観劇感想『爆心ツアー7』 2018.11.25(sun)
あらすじ『感情・存在・記憶・自我・目的・選択・意識の波紋。七つの振動の飽和点に、生命は誕生している。物体の縛りが消失し観念のゆらぎだけが満ちるビッグバンの爆心地で、あらゆる謎が明かされてゆく…』(フライヤー記載抜粋。)
カケルの右奥歯に仕込まれたとあるものに吸い寄せられるようにハレー彗星が接近、ハレー彗星と地球の衝突を防ぐ為カケルを摩訶不思議なメンバーと共に宇宙に放り出し、そのことによって地球消滅は回避された、かと思いきや…。という展開から物語が始まる。
神様がサルを人にするまでの経緯に皮肉を交えていたり、宇宙と地球の時間の流れの違いからメールが届かなかった旨が15年越しに伝わる切なさだったり、ミトコンドリアという一通の手紙が永遠と受け継がれているという表現が美しいと感じたなど、シーンごとに例をあげたらキリがないくらいボリューミーな内容と濃さが混ざった、あっという間な450分。
森田のじじいの「トマルに会いたい」という、とてつもなく強い感情が宇宙のバランスを崩す根本になる。それだけ聞くと「そんな馬鹿な」と思うかもしれないが、人間の内側に秘めた見えないエネルギーは時に想像をゆうに超えてくる。
そして、そんな想像や空想を描いても、今回の物語のように実際形にするまではきっと難しい。
SFに関して知識が無い為、途中からは勝手に「宇宙」=「個人」と変換して物語を見続けていた。「宇宙」と聞くとどうしてもスケールの大きな話のようで、「個人」に変換すると不思議なことに小さな話のように一瞬は感じる。
けど実際はどんなに科学が進歩しようと、憎悪を抱いた人間でも笑顔だと見抜きにくいし、心根が優しくとも怖い顔だと気づきにくいように、人間という存在が宇宙よりも解明しきれない歪な存在なのかもしれない。
「何の為に自分は存在しているのか」その問いを考えたことが無い人も、既に放棄している人も、生きている間ずっと悩む人も、死に際に無理やり自分を納得させる人もいるだろう。そうやって果てしない問いに悩むのも歪な生命体の特権で、哀れで、いじらしく愛おしい。

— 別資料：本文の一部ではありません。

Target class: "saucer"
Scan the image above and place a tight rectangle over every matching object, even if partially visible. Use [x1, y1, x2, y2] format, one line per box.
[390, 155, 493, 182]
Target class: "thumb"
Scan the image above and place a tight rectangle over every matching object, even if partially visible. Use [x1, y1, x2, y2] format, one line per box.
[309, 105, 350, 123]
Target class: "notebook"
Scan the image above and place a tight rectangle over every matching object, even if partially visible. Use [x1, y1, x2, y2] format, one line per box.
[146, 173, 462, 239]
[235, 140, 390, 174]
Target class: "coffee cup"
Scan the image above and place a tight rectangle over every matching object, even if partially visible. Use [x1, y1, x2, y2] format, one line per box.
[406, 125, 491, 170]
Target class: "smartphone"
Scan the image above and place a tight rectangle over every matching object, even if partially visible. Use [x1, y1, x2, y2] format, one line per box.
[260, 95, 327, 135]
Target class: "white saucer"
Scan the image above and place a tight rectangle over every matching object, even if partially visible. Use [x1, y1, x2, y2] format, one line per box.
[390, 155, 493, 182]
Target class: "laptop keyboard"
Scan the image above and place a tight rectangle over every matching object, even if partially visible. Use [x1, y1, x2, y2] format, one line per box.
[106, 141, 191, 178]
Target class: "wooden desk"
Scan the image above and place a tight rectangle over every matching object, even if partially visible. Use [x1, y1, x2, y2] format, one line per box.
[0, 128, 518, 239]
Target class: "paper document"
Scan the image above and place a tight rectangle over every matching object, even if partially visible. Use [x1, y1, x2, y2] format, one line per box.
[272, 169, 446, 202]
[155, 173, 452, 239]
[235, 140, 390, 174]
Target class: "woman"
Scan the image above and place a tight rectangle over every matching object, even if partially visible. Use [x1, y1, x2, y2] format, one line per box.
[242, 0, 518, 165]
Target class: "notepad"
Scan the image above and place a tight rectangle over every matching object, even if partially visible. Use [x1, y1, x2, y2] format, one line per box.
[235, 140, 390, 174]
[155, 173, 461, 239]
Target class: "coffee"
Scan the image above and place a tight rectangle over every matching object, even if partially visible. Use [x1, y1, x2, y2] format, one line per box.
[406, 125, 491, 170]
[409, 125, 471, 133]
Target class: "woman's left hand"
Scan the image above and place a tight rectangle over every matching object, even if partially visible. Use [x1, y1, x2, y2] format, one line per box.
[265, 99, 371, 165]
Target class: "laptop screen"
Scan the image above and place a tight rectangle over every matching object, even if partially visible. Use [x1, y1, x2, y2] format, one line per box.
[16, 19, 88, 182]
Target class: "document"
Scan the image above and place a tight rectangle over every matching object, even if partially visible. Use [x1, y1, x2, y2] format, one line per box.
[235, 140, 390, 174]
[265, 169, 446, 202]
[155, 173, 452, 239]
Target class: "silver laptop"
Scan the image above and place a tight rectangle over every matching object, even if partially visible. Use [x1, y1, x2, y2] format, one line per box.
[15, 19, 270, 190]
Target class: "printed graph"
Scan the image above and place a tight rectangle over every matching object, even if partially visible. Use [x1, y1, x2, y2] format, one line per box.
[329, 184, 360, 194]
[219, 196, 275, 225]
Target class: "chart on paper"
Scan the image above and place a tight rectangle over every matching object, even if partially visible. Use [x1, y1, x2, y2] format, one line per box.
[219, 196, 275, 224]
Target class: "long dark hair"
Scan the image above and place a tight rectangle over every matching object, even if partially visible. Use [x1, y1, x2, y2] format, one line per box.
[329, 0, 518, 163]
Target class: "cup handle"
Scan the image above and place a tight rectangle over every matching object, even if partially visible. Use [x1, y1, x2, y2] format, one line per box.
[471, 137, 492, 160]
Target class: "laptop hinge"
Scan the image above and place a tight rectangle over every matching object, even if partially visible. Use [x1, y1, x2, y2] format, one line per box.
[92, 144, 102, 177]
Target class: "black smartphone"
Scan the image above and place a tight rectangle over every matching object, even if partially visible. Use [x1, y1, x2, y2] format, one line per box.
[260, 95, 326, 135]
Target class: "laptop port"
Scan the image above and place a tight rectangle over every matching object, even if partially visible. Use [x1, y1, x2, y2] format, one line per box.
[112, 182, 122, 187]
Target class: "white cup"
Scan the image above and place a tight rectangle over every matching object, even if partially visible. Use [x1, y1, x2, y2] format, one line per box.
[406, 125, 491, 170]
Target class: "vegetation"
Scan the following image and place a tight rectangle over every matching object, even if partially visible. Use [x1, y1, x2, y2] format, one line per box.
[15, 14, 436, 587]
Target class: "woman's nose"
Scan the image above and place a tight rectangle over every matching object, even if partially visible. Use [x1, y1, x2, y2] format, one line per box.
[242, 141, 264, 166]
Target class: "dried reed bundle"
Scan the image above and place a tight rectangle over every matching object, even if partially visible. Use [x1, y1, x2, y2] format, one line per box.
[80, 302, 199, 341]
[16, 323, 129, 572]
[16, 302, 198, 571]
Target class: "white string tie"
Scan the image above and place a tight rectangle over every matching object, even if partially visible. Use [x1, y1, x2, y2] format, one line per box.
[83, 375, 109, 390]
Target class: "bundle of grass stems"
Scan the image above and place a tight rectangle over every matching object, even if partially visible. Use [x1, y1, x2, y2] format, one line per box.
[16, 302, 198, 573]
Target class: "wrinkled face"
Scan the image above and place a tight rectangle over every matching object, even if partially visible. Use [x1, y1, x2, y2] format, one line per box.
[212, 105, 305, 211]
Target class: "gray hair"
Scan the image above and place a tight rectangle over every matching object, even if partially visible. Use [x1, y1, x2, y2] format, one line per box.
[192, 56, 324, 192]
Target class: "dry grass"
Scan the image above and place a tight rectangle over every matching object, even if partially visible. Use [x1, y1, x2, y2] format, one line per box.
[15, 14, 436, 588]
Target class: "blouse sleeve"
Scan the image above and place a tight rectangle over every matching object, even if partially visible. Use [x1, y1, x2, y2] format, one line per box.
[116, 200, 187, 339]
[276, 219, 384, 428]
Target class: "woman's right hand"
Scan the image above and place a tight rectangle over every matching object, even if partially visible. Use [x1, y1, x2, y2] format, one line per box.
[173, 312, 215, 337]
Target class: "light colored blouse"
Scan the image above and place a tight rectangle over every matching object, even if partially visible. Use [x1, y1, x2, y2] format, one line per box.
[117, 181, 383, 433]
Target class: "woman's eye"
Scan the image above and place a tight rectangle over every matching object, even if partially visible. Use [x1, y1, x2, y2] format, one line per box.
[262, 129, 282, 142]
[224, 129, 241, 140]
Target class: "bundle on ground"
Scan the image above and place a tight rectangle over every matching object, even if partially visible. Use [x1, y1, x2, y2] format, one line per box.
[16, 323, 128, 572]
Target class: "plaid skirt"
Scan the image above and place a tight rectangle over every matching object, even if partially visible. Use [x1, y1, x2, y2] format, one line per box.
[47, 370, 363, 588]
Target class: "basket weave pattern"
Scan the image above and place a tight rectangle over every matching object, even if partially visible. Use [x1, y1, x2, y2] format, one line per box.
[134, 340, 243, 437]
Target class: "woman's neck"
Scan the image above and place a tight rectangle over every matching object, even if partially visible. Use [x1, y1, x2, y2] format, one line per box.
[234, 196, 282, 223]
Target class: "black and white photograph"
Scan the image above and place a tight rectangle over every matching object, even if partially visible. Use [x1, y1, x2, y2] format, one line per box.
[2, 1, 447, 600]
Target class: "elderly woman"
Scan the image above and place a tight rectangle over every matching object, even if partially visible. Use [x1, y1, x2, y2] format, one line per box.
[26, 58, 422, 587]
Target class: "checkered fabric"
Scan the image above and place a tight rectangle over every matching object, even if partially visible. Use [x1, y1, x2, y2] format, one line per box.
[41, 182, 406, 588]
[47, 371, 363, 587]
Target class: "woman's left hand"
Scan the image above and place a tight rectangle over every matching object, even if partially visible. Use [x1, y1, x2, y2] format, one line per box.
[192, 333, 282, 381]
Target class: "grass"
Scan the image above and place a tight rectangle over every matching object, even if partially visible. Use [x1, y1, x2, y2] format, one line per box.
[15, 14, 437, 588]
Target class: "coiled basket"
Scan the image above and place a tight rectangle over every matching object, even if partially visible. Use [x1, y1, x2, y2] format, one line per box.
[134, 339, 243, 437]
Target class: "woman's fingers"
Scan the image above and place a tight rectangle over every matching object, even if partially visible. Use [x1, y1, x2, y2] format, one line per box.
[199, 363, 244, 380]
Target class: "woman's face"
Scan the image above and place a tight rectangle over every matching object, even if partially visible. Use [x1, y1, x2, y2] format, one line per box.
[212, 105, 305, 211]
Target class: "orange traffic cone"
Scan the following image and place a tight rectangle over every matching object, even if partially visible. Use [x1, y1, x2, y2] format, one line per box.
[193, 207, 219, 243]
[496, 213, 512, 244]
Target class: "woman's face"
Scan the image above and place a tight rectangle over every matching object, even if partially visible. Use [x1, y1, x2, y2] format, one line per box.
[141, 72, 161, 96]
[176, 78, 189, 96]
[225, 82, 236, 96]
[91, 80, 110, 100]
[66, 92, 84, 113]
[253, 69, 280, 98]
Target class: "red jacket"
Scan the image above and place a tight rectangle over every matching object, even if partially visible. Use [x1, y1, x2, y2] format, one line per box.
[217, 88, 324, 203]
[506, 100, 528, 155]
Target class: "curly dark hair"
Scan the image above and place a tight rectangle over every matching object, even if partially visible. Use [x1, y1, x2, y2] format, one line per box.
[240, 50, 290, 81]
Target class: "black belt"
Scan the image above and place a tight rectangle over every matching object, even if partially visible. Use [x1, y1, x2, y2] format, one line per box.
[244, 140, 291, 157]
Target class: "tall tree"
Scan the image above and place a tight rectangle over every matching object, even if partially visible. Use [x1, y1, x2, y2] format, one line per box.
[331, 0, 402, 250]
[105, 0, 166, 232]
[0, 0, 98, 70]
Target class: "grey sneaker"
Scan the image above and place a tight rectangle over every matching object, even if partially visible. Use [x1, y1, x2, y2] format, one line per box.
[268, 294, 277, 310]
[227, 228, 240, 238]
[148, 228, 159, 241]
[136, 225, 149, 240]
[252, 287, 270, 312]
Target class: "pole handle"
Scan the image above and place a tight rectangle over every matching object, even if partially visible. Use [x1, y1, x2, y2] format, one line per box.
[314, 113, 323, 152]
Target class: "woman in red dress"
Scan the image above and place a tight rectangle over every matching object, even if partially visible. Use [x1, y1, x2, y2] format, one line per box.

1年以上という歳月を経て生まれた物語のせいか、不思議と登場人物たちが役者から自立して存在しているかのように感じ、物語が終盤に近づくごとに自分たちが消滅することを恐れ嘆いているかのように思えた。
今回「爆心地」と呼ばれたあの場所に、カケルやトマルなど彼ら彼女らは確かに存在していた。彼ら彼女らは幕が下りると可視化できなくなってしまうが、それは「役」として生まれた「人格」が消滅するのではなく、脚本家の想いを舞台で具現化している役者たちの中に、彼ら彼女らは溶けて混ざり、今を生きている役者たちの中の一部になるだけで、寂しさはあっても悲しむことではないのだと思った。
独房で観ることしかできなかったが、最後まで見届けることができて本当に良かった。